Most visitors arrive during high season—after New Year’s and before Memorial Day—when baseball spring training is in full swing. As a result, hotel prices tend to skyrocket. In the sizzling summers, when the snowbird population heads back north, resort prices drop drastically and you’ll rarely need reservations at some of the most popular eateries.


Scottsdale is a 20-minute drive from the Phoenix Sky Harbor International Airport. Old Town is easily navigable on foot, and from 11 a.m. to 9 p.m. the free Scottsdale trolley shuttles visitors around the downtown area. At night, you can hop from venue to venue in oversize street-legal golf carts equipped with LEDs and sound systems, where the drivers work for tips.

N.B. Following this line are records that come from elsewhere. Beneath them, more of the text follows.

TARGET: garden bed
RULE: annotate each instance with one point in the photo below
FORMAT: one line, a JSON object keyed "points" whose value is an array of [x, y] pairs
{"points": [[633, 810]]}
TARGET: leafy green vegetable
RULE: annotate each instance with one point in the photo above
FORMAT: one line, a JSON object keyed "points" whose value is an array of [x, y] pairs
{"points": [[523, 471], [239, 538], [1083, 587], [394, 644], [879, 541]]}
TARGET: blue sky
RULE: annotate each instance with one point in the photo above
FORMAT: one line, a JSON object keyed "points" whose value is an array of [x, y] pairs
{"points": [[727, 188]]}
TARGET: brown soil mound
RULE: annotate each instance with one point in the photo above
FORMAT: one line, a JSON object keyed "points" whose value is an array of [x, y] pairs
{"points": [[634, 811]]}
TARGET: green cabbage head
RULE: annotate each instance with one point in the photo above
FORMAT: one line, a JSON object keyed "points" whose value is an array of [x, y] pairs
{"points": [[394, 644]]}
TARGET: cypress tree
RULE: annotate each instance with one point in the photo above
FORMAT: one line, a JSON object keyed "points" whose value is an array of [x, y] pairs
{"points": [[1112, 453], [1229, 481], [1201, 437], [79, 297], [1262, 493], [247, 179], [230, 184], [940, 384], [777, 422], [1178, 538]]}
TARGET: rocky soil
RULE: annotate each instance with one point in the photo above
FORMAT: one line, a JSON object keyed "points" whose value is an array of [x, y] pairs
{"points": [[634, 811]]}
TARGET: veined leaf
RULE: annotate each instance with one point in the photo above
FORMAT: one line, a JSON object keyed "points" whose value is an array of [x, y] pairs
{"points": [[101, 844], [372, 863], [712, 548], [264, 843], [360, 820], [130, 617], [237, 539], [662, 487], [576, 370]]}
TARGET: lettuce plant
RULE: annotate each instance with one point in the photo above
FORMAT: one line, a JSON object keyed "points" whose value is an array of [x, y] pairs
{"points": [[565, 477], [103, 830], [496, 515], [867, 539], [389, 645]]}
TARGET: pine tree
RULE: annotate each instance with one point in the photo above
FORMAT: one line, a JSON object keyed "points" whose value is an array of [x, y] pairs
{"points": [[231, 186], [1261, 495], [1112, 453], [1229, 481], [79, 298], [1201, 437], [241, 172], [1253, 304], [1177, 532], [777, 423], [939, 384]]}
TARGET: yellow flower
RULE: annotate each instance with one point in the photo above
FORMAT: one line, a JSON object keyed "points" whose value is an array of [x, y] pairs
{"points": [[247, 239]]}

If you’re staying in one of the resorts north of Old Town, you’ll want to rent a car in order to explore.


The main weather consideration is the desert city’s boiling-hot summers. For those who don’t want to get caught in the heat, avoid the months of June, July, and August, when temperatures can climb higher than 110°F (43°C). Temperatures in the fall and winter months often range from 45°F (7°C) to 80°F (27°C), so be sure to pack both a jacket and shorts.

Know Before You Go

The city experiences dry heat, but take heed: in the summers, Scottsdale does not cool off appreciably at night. Stay hydrated year-round.